Nietzsche est revenu plusieurs fois sur les idées de son premier livre. On pourrait dire qu'il a essayé de le réécrire plusieurs fois. Ses notes posthumes de 1887 et 1888 abondent en références à celle-ci, comme s'il voulait, à tout moment, la « mettre à jour », la mettre en résonance avec les grandes thèses de la période dite tardive de son œuvre. C'est-à-dire qu'il ne s'agissait pas simplement de le reprendre, mais de le réécrire et de l'inscrire à cet autre moment. Ainsi, l'influx juvénile a ici non pas un rôle de simple retour à une origine qu'il ne faut jamais abandonner, mais de créer une dissonance, qui a nourri son présent, à partir d'une certitude, peut-être l'une des rares certitudes qu'il avait : que « la jeunesse est le manque de nuances ». S'il continue d'être, pour le lecteur d'aujourd'hui, le signe d'une dissonance, alors il aura trouvé ce que Nietzsche appelait parfois son « lecteur idéal ».

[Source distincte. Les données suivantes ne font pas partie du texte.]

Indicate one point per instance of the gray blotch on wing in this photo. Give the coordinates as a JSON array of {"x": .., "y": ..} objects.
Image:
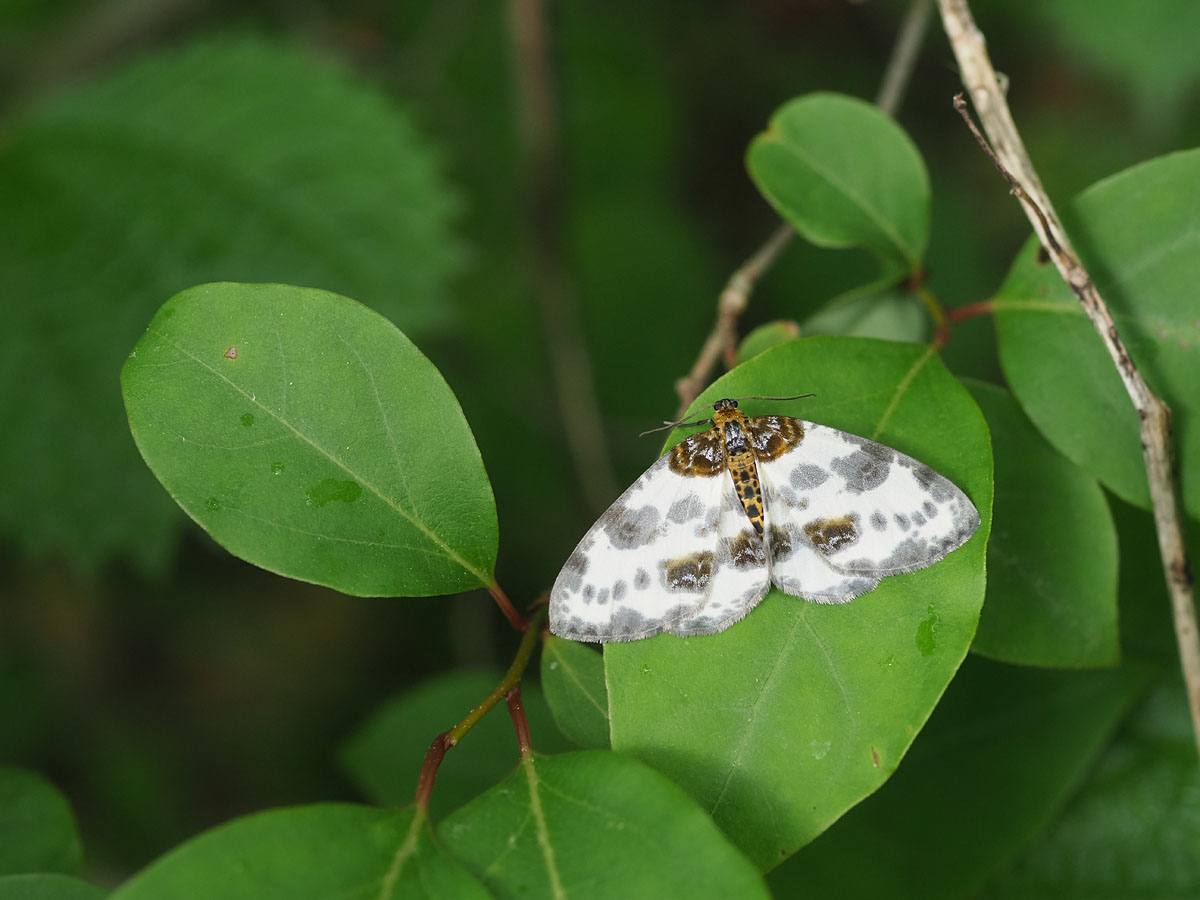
[
  {"x": 627, "y": 624},
  {"x": 629, "y": 528},
  {"x": 807, "y": 477},
  {"x": 864, "y": 469},
  {"x": 685, "y": 509}
]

La réédition de ce livre, avec traduction et notes de Paulo César de Souza, clôt d'une clef d'or l'œuvre de ce traducteur, si important pour la réception brésilienne de Nietzsche, qui nous lègue ainsi l'ensemble des œuvres publiées par Nietzsche lui-même . Une telle contribution est inestimable. L'édition contient également une « Postface » très éclairante d'André Luís Mota Itaparica, professeur à l'Université fédérale du Recôncavo da Bahia et interprète bien connu de la pensée de Nietzsche parmi nous. Ajoutez à cela qu'il est publié dans la série « prêt-à-porter » de Companhia das Letras : un grand livre, dans une édition bien préparée, bon marché et accessible.

* Ernani Chaves Il est professeur à la Faculté de Philosophie de l'UFPA. Auteur, entre autres livres, de Au seuil de la modernité (Pakatatu).